The sympathetic nervous system (SNS) plays a pivotal role in both cardiovascular and metabolic regulation. Prospective cohort, offspring and clinical studies indicate that elevated SNS activity is an early pathophysiological phenomenon that predicts future metabolic abnormalities (insulin resistance, hyperglycemia, type 2 diabetes, dyslipidemia and adiposity), increases in blood pressure and cardiovascular risk. In established obesity several factors act in concert to maintain chronic elevation of central sympathetic drive to skeletal muscle, the kidneys and the heart. Primary amongst these are hyperinsulinemia, impaired baroreflex function, sleep apnoea and elevated adipokine levels.
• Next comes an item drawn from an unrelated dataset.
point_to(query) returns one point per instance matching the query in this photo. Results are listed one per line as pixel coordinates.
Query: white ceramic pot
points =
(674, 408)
Using the techniques of clinical microneurography to quantify sympathetic nerve firing rate in skeletal muscle vasculature and isotope dilution to estimate total body noradrenaline spillover rate, our group has demonstrated associations between SNS activity and insulin resistance and insulin clearance (inverse) in obese cohorts. Furthermore, insulin resistant obese individuals display blunted postprandial sympathetic response to oral carbohydrate loading compared with age- and body mass index-matched insulin sensitive controls. This is relevant to body weight homeostasis, given that facultative thermogenesis accounts for 3-4% of daily energy expenditure. The sympathetic neural signal is also modified by the rate of removal of noradrenaline from the neuroeffector junction and plasma compartment. We recently reported reduced plasma noradrenaline clearance in obese treatment naïve type 2 diabetic patients compared with controls with impaired glucose tolerance. This was attributed to reduced peripheral noradrenaline transporter (NET) expression, and haemoglobin A1C was an independent inverse predictor of NET levels.
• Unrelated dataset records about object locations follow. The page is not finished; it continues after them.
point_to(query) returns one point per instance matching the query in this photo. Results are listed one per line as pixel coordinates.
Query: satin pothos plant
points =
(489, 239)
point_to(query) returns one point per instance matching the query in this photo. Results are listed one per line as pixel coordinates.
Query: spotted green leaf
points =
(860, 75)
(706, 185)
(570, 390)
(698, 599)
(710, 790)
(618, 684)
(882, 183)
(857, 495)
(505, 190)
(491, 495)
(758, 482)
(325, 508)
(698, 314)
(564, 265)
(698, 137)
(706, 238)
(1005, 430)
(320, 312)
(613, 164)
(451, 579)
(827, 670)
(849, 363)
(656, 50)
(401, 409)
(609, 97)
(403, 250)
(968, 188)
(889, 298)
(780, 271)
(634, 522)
Weight loss and exercise are first line treatments for the metabolic syndrome that elicit sympathoinhibitory effects and reverse blunted postprandial sympathetic response in insulin resistant states. The magnitude of sympathoinhibition is greatest in hyperinsulinemic subjects. Insulin-sensitizing, oral hypoglycemic and sympathomoderating drugs may offer other approaches to modify sympathetic drive and protect against target organ damage and metabolic derangement.